Neither boredom nor anxiety are positive experiences, Alex will be motivated to return to the flow state. How is he to do it? Glancing again at the diagram, we see that if he is bored (B) and wishes to be in flow again, Alex has essentially only one choice: to increase the challenges he is facing. (He also has a second choice, which is to give up tennis altogether—in which case A would simply disappear from the diagram.) By setting himself a new and more difficult goal that matches his skills—for instance, to beat an opponent just a little more advanced than he is—Alex would be back in flow (D).
If Alex is anxious (C), the way back to flow requires that he he could also reduce the challenges he is facing, and thus return to flow where he started (in A), but in practice it is difficult to ignore challenges once one is aware they exist.
The diagram [Figure 2] shows that both A and D represent situations in which Alex is in flow. Although each are equally enjoyable, the two states are quite different in that D is a more complex experience than A. It is more complex because it involves greater challenges, and demands greater skills from the player.
Figure 2. Increased Complexity = Personal Growth
But D, although complex and enjoyable, does not represent a stable situation, either. As Alex keeps playing, either he will become bored by the stale opportunities he finds at that level, or he will become anxious and frustrated by his relatively low ability. So the motivation to enjoy himself again will push him to get back in the flow channel, but now at a level of complexity even higher than D.

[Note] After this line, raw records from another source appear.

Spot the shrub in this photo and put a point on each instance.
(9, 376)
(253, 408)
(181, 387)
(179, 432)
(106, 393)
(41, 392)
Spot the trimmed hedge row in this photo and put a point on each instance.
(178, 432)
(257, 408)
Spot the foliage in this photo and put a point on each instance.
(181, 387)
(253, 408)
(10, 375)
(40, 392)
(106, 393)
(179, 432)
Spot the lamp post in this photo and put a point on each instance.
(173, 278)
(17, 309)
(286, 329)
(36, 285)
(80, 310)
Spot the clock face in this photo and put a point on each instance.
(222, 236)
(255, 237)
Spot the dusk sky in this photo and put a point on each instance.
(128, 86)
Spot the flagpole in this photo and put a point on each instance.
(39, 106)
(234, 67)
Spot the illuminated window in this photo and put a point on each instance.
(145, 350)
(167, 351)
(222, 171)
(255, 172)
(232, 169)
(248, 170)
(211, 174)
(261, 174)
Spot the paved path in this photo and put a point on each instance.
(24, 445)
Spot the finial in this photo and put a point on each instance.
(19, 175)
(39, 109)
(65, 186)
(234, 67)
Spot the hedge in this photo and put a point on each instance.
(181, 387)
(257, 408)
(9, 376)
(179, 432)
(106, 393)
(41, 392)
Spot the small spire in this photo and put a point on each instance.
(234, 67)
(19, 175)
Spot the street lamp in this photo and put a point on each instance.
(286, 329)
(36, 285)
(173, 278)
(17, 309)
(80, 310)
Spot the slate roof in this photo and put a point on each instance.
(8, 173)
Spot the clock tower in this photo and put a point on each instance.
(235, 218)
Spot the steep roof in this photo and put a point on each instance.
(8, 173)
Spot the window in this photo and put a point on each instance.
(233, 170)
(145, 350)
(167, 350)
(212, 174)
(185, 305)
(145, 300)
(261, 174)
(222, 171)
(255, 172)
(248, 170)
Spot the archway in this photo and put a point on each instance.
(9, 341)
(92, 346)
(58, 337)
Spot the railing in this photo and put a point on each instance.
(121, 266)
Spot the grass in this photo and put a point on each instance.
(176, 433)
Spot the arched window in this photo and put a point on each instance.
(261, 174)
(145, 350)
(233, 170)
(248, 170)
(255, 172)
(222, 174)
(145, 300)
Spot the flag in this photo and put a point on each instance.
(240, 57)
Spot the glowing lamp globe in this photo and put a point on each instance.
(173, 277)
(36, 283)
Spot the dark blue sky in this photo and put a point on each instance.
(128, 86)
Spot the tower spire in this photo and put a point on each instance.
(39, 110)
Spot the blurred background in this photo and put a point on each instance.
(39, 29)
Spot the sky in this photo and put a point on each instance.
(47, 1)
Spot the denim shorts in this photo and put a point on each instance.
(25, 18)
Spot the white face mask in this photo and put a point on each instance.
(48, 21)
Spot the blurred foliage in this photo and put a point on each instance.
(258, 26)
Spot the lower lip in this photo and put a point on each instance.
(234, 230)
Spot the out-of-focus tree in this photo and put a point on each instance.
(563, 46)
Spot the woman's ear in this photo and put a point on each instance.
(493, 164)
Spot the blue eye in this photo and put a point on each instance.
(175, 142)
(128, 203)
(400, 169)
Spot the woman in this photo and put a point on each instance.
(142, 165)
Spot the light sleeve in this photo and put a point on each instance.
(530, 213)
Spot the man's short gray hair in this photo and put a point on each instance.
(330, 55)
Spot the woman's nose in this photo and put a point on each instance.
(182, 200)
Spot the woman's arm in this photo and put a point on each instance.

It is this dynamic feature that explains why flow activities lead to growth and discovery. One cannot enjoy doing the same thing at the same level for long. We grow either bored or frustrated; and then the desire to enjoy ourselves again pushes us to stretch our skills, or to discover new opportunities for using them.
In the video below,  Csikszentmihalyi  gives a more comprehensive explanation of this process.



Tying this all together. The person depicted in Figure 1, to live a happy, meaningful, fulfilling life, must take on ever more challenge in relation to interpersonal and system skills, with a commensurate increase in interpersonal and system skill levels.